En Corse, le prix du foncier a cru ces dernières années de +138 % en moyenne contre +68 % en France. Un tiers de la population vit sous le seuil de pauvreté, avec un paradoxe : la Corse détient le plus fort taux de France de familles les plus aisée ! L’appât du gain expose l’île aux phénomènes mafieux. Des niches fiscales se créent avec notamment le détournement du crédit meublé (30 % de crédit d’impôt de la valeur du bien).
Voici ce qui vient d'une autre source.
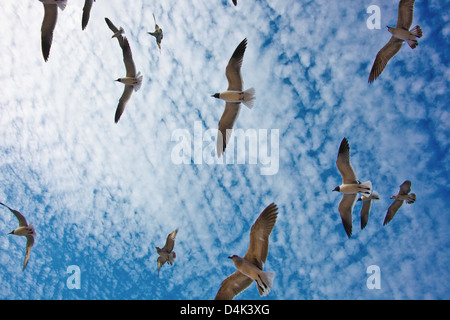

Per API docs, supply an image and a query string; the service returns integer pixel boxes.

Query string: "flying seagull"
[147,14,164,52]
[39,0,67,62]
[156,229,178,275]
[215,203,278,300]
[212,39,255,158]
[333,138,372,238]
[81,0,95,30]
[369,0,422,83]
[105,18,125,45]
[383,180,416,226]
[114,37,142,123]
[0,202,36,271]
[358,191,380,230]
Conséquences : il y a rupture d’égalité (pénurie de logement locatif, notamment de logements sociaux), concurrence avec le tourisme (65 % de nuitées sont en secteur non marchand), constitution de zones tendues, voire hyper tendues, une moyenne de 37 % de résidences secondaires, avec des taux jusqu’à 75 % et 80 % dans certaines communes et des prix qui s’envolent : à Zonza, le prix moyen de vente d’une villa se chiffre entre 5 et 10 M€. 80 % des communes corses sont toujours au RNU !
Solution revendiquée : un statut de résident avec une limite imposée de 5 années (délibération de l’Assemblée de Corse en 2013). Autonomie, statut de résident, reconnaissance du peuple corse font partie des discussions engagées avec l’État.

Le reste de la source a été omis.